Nesta quarta-feira (2), o deputado estadual Carlos Giannazi (Psol), que é professor, enviou ofício ao procurador-geral de Justiça de São Paulo, Mário Sarrubbo. No documento, argumenta que a decisão do governo Tarcísio de Freitas é “absurda”, “vai na contramão de vários estudos” e “amplia o uso de tela na infância e adolescência (causador de muitos transtornos de ansiedade) e outros tantos pelo uso excessivo da tecnologia”.

Precariedade dos equipamentos

Na representação, o parlamentar destaca ainda a falta de estrutura da rede de educação pública. “Há precariedade dos equipamentos e incapacidade de acesso à rede de dados – os chips fornecidos pelo estado são objeto de frequentes reclamações dos professores sobre sua baixa qualidade”.

O anúncio da Secretaria Estadual de Educação causou indignação. A pasta tem à frente o secretário Renato Feder, empresário do setor de informática que fornece produtos educacionais para diversos governos, o que supõe um conflito de interesses. E a própria questão pedagógica.

O presidente da Confederação Nacional dos Trabalhadores em Educação (CNTE), Heleno Araújo, chamou de “ideias bolsonaristas e negacionistas” o abandono “absurdo” do livro didático. “Em um país desigual como o nosso é um absurdo tomarmos conhecimento de propostas como esta”.

O dirigente lembrou um levantamento do Tribunal de Contas de São Paulo (TCE-SP), divulgado em novembro passado, que constatou problemas socioemocionais e a falta de acesso a tablets, de professores e outras dificuldades em escolas do município de São Paulo.

Exclusão de livros didáticos impressos limita aprendizagem

“Foi constatado que 98% dessas escolas têm problemas socioemocionais, em 20% dessas escolas faltam professores, tanto titulares quanto substitutos, 35% não têm nenhum equipamento digital e 65% possuem equipamentos que não funcionam ou funcionam parcialmente. Pelo menos 83% dos alunos não tinham tablet na sala de aula”, disse.

Ainda segundo o dirigente da CNTE, a rede na capital mais rica do país reflete a desigualdade educacional. “É uma desigualdade bruta e o governo de São Paulo está fora da própria realidade. É um absurdo essa decisão e é preciso que toda a sociedade brasileira combata esse tipo de proposta”.

A senadora e coordenadora Nacional de Educação do PT, Teresa Leitão, contesta a exclusão dos livros físicos e afirma que a atitude do governador de São Paulo significa uma posição ideologizada em relação à Política Nacional do Livro Didático, além de uma subtração ao direito dos estudantes.

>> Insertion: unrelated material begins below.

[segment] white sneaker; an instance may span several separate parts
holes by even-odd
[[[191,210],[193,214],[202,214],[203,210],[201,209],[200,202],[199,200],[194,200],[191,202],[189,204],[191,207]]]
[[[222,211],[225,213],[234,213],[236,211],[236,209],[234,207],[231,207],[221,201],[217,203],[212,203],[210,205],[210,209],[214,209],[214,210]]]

“A educação deve se utilizar de recursos digitais sempre que esta ferramenta se constituir em ampliação dos horizontes dos estudantes. Excluir os livros em seu formato físico é muito limitante para a educação e retira uma experiência insubstituível para crianças e jovens”.

“Posição ideologizada contra PNLD”

A senadora e coordenadora Nacional de Educação do PT, Teresa Leitão, contesta a exclusão dos livros físicos e afirma que a atitude do governador paulista “significa uma posição ideologizada em relação à Política Nacional do Livro Didático”. E também a subtração ao direito dos estudantes.

“A educação deve se utilizar de recursos digitais sempre que esta ferramenta se constituir em ampliação dos horizontes dos estudantes. Excluir os livros em seu formato físico é muito limitante para a educação e retira uma experiência insubstituível para crianças e jovens”.

A deputada estadual Professora Bebel (PT) também criticou a proposta do governo Tarcísio. “A alegação de ‘coerência pedagógica’ é, a nosso ver, a imposição do pensamento único a professores e estudantes da rede estadual de ensino, contrariando, mais uma vez, a liberdade de cátedra e o princípio da liberdade de ensinar e aprender garantido pela Constituição Federal”, disse, por meio de uma rede social.

Governo bolsonarista e a aversão pelos livros

Bebel concorda com a senadora Teresa Leitão. “O governo bolsonarista de São Paulo coloca razões ideológicas acima do interesse público e dos direitos educacionais de crianças e jovens” e “mostra-se impregnado da mesma aversão pelos livros do governo bolsonarista derrotado nas eleições de 2022”.

“Obviamente, como parlamentar e também segunda presidenta da Apeoesp, não ficarei inerte diante desse absurdo e farei os devidos questionamentos, por todas as vias possíveis, pois a Educação pública no estado de São Paulo não pode ser prejudicada por uma decisão irresponsável.”